One of the leading reasons why people visit physical therapists is to find relief from back pain. Upper and low back problems impact as many as 80% of Americans throughout their lives (5), and often, that pain motivates many people to try physical therapy. In fact, 46% of U.S. physical therapist visits in 2020 were for this reason (6). According to one study, published in the Annals of Internal Medicine, physical therapy works as well as surgery to relieve the pain from lumbar spinal stenosis (7), a type of low back pain, along with having significantly fewer risks.
3 Benefits of Using Physical Therapy to Combat Pain
Physical therapy offers many different benefits that range from restoring and improving muscle movement and function to hastening along with the recovery from an injury. But one of the most notable reasons why people go to physical therapists is to relieve pain and to alleviate the symptoms of chronic conditions.

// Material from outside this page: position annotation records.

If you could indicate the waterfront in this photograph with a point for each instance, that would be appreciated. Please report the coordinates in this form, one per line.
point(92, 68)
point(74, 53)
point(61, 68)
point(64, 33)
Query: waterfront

- Avoid Using Other Medications
One of the benefits of using physical therapy for pain management is that it can help people avoid using other medications (including addictive opioids). The Centers for Disease Control and Prevention (CDC) even recommends that people in most cases choose physical therapy over opioids to manage pain (8) so they can avoid the negative side effects and addiction risks of opioids, in addition to doing more than just “masking the pain” since, unlike opioids, physical therapy treats the actual structural issue.
- Preventing the Need for Surgery
Another benefit of physical therapy is that it may be effective at preventing the need for surgery, especially in the case of a chronic condition. Since surgeries are costly and frequently carry serious health risks, it is generally preferable to carry out a program of exercises and stretches to manage and overcome chronic pain instead. Some conditions, in particular, are known to respond so well to physical therapy that surgery can frequently be avoided altogether (9). These include rotator cuff tears, meniscal tears, knee osteoarthritis, spinal stenosis, and degenerative disc disease, among others.
- Reduce Health Care Costs
When it comes to cost, a recent study found that when patients have direct access to physical therapy there is a reduction in the costs associated with the therapy and in total health care costs (10) (compared to when physicians oversee the selection of the services their patients must utilize). Additionally, the study discovered that patients experienced a greater functional outcome as well. In other words, when people choose for themselves how frequently they should see their physical therapist (versus a doctor directing this), it’s more cost-effective and beneficial to their recovery and health.
Another study found that when physical therapy is combined with pain neuroscience education (PNE) that teaches patients about pain perceptions and expectations, they felt more in control of their pain experience (11) from that point forward. This increase in pain self-efficacy, as it’s called, means that people are better able to cope with and successfully manage their pain.
Patellofemoral Pain Syndrome: Physical Therapy Can Help
One example of a health condition that a physical therapist frequently help with is patellofemoral pain syndrome (12) known more commonly as “runner’s knee”. Many runners and basketball players experience this type of chronic pain. Symptoms of patellofemoral pain syndrome include discomfort around the kneecap.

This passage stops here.